Mais l’année dernière, le père avait répété à plusieurs reprises à son fils après des voyages qu’il avait peur à bord du Chief William Saulis parce qu’il était «très instable», en particulier après avoir été modifié avec un cadre en A en acier et d’autres changements structurels pour le convertir en drague à pétoncles.

«Ce bateau, en particulier, il m’a dit à plusieurs reprises comment il prenait l’eau et que la navigation n’était pas vraiment fluide», a-t-il relaté.

«Après les modifications, je me suis encore plus inquiété de savoir si ce bateau était censé avoir tout ce poids et tout cet équipement dessus.»

M. Francis croit que Transports Canada aurait dû jouer un rôle plus actif pour s’assurer que les évaluations de stabilité étaient effectuées. 

«Ils doivent être plus vigilants et plus minutieux dans leurs enquêtes et inspections, a-t-il soutenu. Je dirais que les règles sont assez peu appliquées maintenant.»

La stabilité est apparue à plusieurs reprises comme un facteur contributif aux tragédies de pêche au cours des 15 dernières années.

Selon le site web du BST, la stabilité a été un facteur dans le naufrage de cinq navires depuis 2007, y compris le naufrage en 2020 du bateau de pêche Sarah Anne au large de la côte sud de Terre-Neuve, qui a fait quatre morts.

Après la mort de trois membres d’équipage dans le naufrage du Caledonian au large de la côte ouest de l’île de Vancouver en 2015, le bureau a recommandé au ministère fédéral des Transports «d’exiger que tous les petits bateaux de pêche subissent une évaluation de la stabilité et d’établir des normes pour s’assurer que les renseignements sur la stabilité sont adéquats et facilement à la disposition de l’équipage.»

Selon le règlement sur les bateaux de pêche de Transports Canada, les navires comme le Chief Guillaume Saulis doivent faire l’objet d’une évaluation de stabilité s’ils «ont subi une modification majeure ou un changement d’activité susceptible de nuire à sa stabilité». Elle définit une «modification majeure» comme un changement qui altère substantiellement la capacité du navire ou la «nature d’un système à bord» du bateau, ou qui affecte son intégrité.

Responsabilité du propriétaire

Hicham Ayoun, porte-parole de Transports Canada, a déclaré dans une réponse par courriel que le Chief Guillaume Saulis avait passé une inspection en avril 2017, environ trois mois avant l’entrée en vigueur des règles qui exigeaient des évaluations de stabilité si des «modifications majeures» étaient apportées.

M. Ayoun a écrit qu’il appartenait aux propriétaires de «s’assurer que le navire répond à toutes les exigences réglementaires en vigueur et qu’il est exploité en toute sécurité». Cependant, M. Ayoun a également déclaré que Transports Canada avait déterminé que le navire n’avait enfreint aucune règle de sécurité.

Le propriétaire du bateau, Yarmouth Sea Products, a affirmé dans un communiqué de presse en 2020 après le naufrage que toutes ses «obligations d’entretien et de certification de l’équipement de sécurité du navire étaient à jour et valides au moment de l’incident».

Mme Phillips a confié dans une récente entrevue qu’elle avait également entendu parler des appréhensions de son fils avant le dernier voyage.

«Il disait: «Je ne veux pas y retourner.

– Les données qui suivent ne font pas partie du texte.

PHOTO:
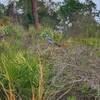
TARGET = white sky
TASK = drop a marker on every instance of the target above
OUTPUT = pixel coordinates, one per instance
(96, 1)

Ce bateau n’est pas sécuritaire» […] Je pensais qu’il allait abandonner», a-t-elle indiqué. 

«Je ne pense pas qu’il [le bateau] ait été fait pour le travail qu’il faisait.»

Pendant ce temps, à l’approche de l’anniversaire funeste, jeudi, les familles se souviennent de ce Noël où leurs proches n’étaient pas revenus en 2020.

Mme Phillips a aidé à créer un monument commémoratif surplombant Delaps Cove, où elle et d’autres se réuniront. M. Francis dit que la pierre tombale de son père se trouve à proximité de Liverpool, mais il est conscient qu’il n’y a pas de corps en dessous.

«C’est l’une des choses les plus difficiles à ce sujet […] On n’a pas vraiment un deuil complet parce qu’on ne récupère jamais le corps», a-t-il témoigné.